7. Fold the dough in half, and transfer to a 9-inch pie pan. Unfold and press firmly into the sides of the pan. Tuck overhanging dough under itself, and then crimp as desired.
8. Cover and freeze for 30 minutes.
9. Line dough with parchment and fill with pie weights or dry beans. Bake for 15-20 minutes in preheated oven until lightly golden. Remove and let cool. Remove beans or weights and parchment once cool.
10. Make the filling: Heat oven to 350°F.
11. Add brown sugar to bowl. Break apart any clumps with a whisk or by hand. Whisk in eggs, and then pumpkin puree, heavy cream, and vanilla. Add spices, salt and lemon and whisk until uniform and smooth.
12. Pour into prepared, blind-baked pie crust. Cover edges of crust with tin foil.
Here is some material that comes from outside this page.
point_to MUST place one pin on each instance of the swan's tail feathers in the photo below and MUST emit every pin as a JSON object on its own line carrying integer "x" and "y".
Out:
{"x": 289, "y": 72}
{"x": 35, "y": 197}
Bake in preheated oven for 25 minutes, remove foil and then bake for 15-20 minutes longer until center is set.
13. Make the cinnamon fluff: Beat egg white, corn syrup, and salt in the bowl of a stand mixer on high speed until mixture is thick and doubled in volume, about 5 minutes.
14. Turn machine off and add confectioners' sugar and cinnamon. Turn mixer to low and mix until just combined. Add vanilla and increase speed to high and beat for 2-3 more minutes, until fully incorporated.
15. Using a scoop or a spoon, top center of the cooled pie with fluff. Smooth with a mini offset spatula or spoon, leaving a 1/2-inch of the pumpkin pie visible around the edges. Using a torch, burn the top of the fluff so that it is mostly black. Serve immediately.